Di dalam puisi yang ditulis Rendra
lebih banyak menggunakan kata-kata yang sudah familier dan mudah dipahami oleh
pembaca. Selain itu diksi yang digunakan Rendra bermakna konotatif . misalnya
saat ia melukiskan kehidupannya dahulu dan berubah saat ia telah menemukan
jodohnya dengan kalimat “kapal yang berlayar yang telah berlabuh dan
ditambatkan”. Ia juga menuliskan dirinya sewaktu belum menemukan jodohnya
menggunakan kalimat “burung dara yang nakal”. Majas yang digunakan pada puisi
ini adalah majas personifikasi yang terdapat pada kalimat “Dan sepatu yang
berat serta nakal”, hiperbola terdapat pada kalimat “Ciuman abadi dari anak
lelakimu yang jauh”, perbandingan terdapat pada kalimat “Seseorang yang bagai
kau”, metafora yang terdapat pada kalimat “Dan berganti dengan sendal rumah”,
dan repetisi yang terdapat pada kalimat “Begitu kata alam, begitu kau mengerti”.

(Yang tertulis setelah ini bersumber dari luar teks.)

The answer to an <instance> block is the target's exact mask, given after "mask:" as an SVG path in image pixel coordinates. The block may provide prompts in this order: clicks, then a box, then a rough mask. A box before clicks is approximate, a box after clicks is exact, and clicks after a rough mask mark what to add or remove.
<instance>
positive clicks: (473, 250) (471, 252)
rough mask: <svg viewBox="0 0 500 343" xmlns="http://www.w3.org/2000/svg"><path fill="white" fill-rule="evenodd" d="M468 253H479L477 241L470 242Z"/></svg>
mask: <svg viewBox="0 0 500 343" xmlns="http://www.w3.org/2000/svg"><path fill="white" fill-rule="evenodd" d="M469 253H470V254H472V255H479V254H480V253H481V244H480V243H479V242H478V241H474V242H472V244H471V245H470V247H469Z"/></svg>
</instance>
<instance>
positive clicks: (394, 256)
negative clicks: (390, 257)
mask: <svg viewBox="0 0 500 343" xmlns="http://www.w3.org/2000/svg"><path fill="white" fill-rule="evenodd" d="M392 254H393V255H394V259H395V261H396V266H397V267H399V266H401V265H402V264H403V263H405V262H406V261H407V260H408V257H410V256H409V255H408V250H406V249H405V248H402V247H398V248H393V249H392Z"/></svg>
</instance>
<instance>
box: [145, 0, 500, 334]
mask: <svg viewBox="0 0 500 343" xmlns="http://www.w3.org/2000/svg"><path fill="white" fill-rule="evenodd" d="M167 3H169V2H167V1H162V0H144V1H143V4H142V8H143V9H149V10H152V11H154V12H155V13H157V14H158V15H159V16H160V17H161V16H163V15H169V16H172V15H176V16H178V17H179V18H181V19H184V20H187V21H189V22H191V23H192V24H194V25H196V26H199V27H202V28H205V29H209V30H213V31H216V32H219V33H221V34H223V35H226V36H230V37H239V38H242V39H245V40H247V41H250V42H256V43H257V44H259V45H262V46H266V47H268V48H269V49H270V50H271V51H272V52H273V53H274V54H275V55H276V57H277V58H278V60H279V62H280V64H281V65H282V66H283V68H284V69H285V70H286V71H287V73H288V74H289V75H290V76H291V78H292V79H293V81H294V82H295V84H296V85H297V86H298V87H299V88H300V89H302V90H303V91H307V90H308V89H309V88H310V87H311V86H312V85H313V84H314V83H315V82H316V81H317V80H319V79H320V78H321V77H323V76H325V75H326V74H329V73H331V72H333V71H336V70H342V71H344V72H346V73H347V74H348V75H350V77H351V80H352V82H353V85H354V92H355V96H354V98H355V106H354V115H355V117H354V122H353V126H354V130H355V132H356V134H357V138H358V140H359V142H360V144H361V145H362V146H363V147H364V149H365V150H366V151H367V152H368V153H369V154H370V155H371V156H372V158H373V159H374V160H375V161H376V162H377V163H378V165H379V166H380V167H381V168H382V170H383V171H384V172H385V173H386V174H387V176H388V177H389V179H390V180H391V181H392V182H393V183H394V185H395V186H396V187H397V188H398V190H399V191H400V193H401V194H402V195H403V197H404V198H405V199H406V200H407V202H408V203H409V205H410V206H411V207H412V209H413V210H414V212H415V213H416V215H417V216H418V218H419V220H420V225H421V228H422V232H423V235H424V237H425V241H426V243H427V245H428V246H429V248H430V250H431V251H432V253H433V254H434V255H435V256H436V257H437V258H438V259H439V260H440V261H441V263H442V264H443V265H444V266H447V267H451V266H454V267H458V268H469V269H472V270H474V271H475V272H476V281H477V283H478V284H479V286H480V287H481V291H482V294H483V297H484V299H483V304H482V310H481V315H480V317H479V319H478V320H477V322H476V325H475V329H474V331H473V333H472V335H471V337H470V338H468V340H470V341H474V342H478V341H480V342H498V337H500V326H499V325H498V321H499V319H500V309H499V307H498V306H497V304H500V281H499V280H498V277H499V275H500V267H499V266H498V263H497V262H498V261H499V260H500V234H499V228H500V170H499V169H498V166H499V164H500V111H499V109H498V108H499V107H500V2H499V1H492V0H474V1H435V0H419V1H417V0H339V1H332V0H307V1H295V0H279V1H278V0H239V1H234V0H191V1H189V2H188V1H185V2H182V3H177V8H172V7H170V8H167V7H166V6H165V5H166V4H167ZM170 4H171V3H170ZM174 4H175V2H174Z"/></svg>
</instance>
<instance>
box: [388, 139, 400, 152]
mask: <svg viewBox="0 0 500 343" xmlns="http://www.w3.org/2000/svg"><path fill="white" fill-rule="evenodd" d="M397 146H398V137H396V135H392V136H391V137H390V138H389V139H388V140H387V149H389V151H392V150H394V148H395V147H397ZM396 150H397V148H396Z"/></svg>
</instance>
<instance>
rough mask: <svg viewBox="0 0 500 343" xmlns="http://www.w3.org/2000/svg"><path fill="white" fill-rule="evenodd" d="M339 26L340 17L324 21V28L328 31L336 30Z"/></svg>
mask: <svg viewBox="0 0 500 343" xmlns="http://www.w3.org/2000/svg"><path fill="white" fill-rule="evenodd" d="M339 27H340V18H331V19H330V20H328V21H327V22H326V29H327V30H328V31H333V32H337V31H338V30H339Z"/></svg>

Makna yang terdapat pada puisi
adalah tentang seorang anak yang telah menemukan pujaan hatinya dan berusaha
mengungkapkan niat yang tulus kepada sang ibu agar bersedia untuk dapat
merestui dan menerima sang calon istri yang telah dipilih dan diidam-idamkannya
sejak lama. Amanat puisi ini juga menunjukkan bahwa kita harus selalu meminta restu
kepada ibu untuk melaksanakan segala sesuatu yang akan dilakukan apalagi
apabila hal tersebut bersifat sakral seperti halnya pernikahan.